Пришел Асаг. Осунувшийся, небритый, с горячечным блеском в глазах, с красными пятнами на обтянувшихся скулах. Он стоял и молча глядел на меня, и мне было тягостно под его непонятным взглядом. Страх и ярость были в его глазах, стыд и нетерпение — непонятный клубок перепутанных, жгучих чувств.
— Ну что, — спросил я с трудом, — решили?
Он трудно кивнул, вздохнул поглубже — и вдруг тяжело упал на колени.
— Асаг!
Он только досадливо мотнул головой, и начал негромко и покорно — но как это не вязалось с его пылающим взглядом!

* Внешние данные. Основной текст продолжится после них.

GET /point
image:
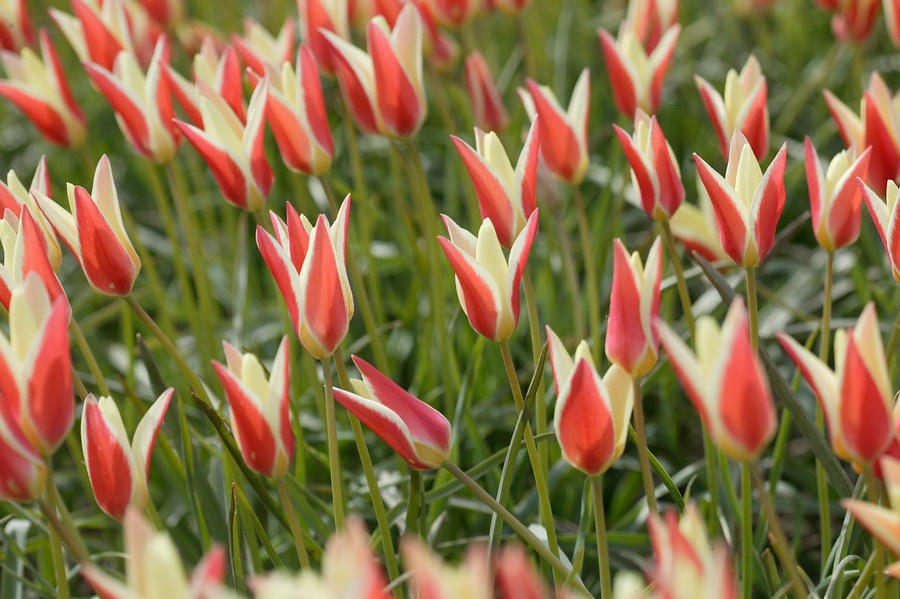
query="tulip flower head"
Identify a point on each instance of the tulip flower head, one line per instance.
(95, 233)
(260, 408)
(855, 396)
(415, 430)
(725, 381)
(742, 108)
(748, 203)
(564, 139)
(592, 414)
(119, 473)
(654, 168)
(505, 196)
(309, 266)
(835, 201)
(488, 286)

— По слову Братства пришел я к тебе. Большими и малыми, Старшими и Советом, избран ты, Тилар, первым из Братьев, и господь не оспорил избранье твое. Отныне волею Господа и волею Братства наречен ты Великим Братом, главой над малыми и Старшими, и слово Совета идет теперь вслед твоему слову. Я, Старший из Старших братьев, властью и правом своим пришел принести тебе клятву. Клянусь небом и землей, хлебом и водой, царствием небесным и страданиями людскими, что отныне и вовеки слово твое — закон, и нет нашей воли перед твоей волей. Жизнь и смерть наша в твоей руке; всякий, кто не выполнит твоей воли, будет убит, всякий, кто станет перечить тебе, будет убит, всякий, кто скажет про тебя худое, будет убит.